Boise State senior T.K. Kim has dreamed of a pro career since he was little, growing up in South Korea and on Maui.
He's in position to chase that dream this summer but has decided, at least for now, to wait a year.
"Now it's scary that it's time to make a decision," he said.
Kim, who is capping his college career with one of the best seasons in school history, will compete Thursday through Saturday at the NCAA Regional in Pullman, Wash. He must post the highest finish of any player not on an advancing team to reach the NCAA meet.
He is the fifth Bronco to reach regionals and the first since PGA/Web.com Tour veteran Troy Merritt in 2008.

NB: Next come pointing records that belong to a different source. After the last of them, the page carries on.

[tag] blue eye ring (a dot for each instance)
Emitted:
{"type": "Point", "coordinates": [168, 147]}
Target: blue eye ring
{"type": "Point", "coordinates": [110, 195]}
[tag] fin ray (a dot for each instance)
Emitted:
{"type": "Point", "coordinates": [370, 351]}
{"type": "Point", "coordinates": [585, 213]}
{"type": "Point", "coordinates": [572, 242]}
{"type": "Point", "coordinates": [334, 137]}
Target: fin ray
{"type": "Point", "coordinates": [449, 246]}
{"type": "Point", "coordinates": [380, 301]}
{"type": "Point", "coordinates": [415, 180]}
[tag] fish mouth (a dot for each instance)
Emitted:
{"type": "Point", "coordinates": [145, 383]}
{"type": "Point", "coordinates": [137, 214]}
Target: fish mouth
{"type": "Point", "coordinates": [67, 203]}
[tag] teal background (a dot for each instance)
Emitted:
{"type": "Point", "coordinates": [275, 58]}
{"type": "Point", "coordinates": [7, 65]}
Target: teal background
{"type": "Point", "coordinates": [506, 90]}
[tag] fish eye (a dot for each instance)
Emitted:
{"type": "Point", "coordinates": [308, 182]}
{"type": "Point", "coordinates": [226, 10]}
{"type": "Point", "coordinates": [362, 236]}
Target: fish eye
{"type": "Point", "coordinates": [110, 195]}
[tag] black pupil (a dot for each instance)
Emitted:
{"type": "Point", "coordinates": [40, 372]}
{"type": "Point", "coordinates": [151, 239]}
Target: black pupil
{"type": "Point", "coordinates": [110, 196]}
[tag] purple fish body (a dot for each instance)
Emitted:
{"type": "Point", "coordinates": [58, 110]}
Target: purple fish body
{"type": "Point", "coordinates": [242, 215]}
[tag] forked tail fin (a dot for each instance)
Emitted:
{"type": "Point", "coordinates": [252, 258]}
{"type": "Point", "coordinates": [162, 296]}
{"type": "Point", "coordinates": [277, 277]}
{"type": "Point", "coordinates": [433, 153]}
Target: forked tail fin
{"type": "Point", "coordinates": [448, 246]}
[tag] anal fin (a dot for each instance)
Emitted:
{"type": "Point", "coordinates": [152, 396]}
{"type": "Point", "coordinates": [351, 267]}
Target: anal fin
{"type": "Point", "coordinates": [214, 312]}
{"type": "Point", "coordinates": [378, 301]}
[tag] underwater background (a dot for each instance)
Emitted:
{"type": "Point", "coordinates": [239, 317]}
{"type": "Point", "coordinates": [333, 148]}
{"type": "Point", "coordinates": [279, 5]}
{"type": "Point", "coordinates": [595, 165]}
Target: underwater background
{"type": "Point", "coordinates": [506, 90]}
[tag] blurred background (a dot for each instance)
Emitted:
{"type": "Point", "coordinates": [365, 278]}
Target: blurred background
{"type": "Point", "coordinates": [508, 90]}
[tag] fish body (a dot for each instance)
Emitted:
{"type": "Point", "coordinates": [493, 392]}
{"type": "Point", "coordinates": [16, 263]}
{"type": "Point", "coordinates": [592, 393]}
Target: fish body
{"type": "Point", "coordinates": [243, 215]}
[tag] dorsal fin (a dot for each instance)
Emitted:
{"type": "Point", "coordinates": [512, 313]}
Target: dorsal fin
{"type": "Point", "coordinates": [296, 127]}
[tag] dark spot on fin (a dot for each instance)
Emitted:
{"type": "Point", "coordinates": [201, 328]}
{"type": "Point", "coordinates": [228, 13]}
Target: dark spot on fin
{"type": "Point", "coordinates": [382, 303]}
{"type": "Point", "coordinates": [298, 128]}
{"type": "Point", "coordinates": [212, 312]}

Kim has finished in the top 25 of all 11 tournaments this season. He has recorded three top-10s, including a fifth at the Mountain West tournament, and a stroke average of 72.29, fifth-best in school history.
"He's been playing fantastic the last few weeks," Boise State men's golf coach Kevin Burton said. "I seriously like his chances (of advancing)."
The key for Kim this season: consistency.
"He's eliminated the bad rounds," Burton said, "and he's very much more consistent (than last year). And when he makes putts, he's going to contend."
Kim, 22, was born in South Korea. He split time between there and his aunt's house on Maui as a child and moved to Hawaii full time to live with his aunt when he was 10.
His dad is a former teaching pro and his mom is into golf, too. He has visited them in Korea each of the past two winters. "My parents just wanted me to have a better life, more opportunities," he said. "It was easier for me to play golf (in Hawaii)."
He has found a third home in Boise, where he has enjoyed his college golf experience and developed a strong relationship with Burton.
Kim plans to help coach in the fall while he completes his degree and prepares for a pro career. He plans to play the major amateur circuit this summer.
"I've still got to believe more, believe in my game a bit more," he said. "It's gotten a lot better, but I think I need to still work on it. I'm trying to prepare myself for the next step. I'll be grinding for about a year and then hopefully something good happens the next year."
Said Burton, a former PGA Tour player: "Without a doubt (he'll be a pro). He's got all the shots. He can hit it. He can putt. He's got a good short game. It's more or less stay out of his own way and believe in himself a little bit."